Pointer Arithmetic

The result of applying the operators +, -, ++, or -- to a pointer depends on the type of object pointed to. When an arithmetic operator is applied to a pointer p of type T*, p is assumed to point to an element of an array of objects of type T.

• p+1 points to the next element of the array.
• p-1 points to the preceding element of the array.
• In general, the address p+k is k*sizeof(T) bytes larger than the address p.

Subtraction of pointers is defined only when both pointers point to elements of the same array. In this case the difference is an int equal to the number of array elements between the two elements.

The results of pointer arithmetic are undefined outside the context of an array. It is the responsibility of the programmer to ensure that pointer arithmetic is used appropriately.

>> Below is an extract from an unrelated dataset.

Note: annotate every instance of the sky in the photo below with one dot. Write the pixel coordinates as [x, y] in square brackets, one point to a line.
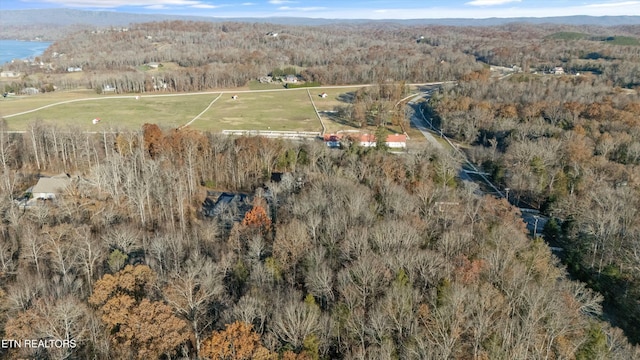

Example 22.4. src/arrays/pointerArith.cpp

[ . . . . ]
int main() {
 using namespace std;
 int y[] = {3, 6, 9};
 int x = 23;
 int* px;
 px = &y; <-- 1
 px = y; <-- 2
 cout << "What's next: " << *++px << endl;
 cout << "What's next: " << *++px << endl;
 cout << "What's next: " << *++px << endl;
 cout << "What's next: " << *++px << endl;
 return 0;
}

If we ran the above example, we might[2] see something like this:

[2] In general, accessing memory beyond the boundary of an array is nonportable, and since that is what we are doing (on purpose), the results will also be nonportable.

What's next: 6
What's next: 9
What's next: 23
What's next: -1073751080

Notice that neither the compiler nor the run-time system reported an error message. C++ happily reads from arbitrary memory addresses and reports them in the type of your choice, giving the C++ developer great power and many opportunities to make great errors.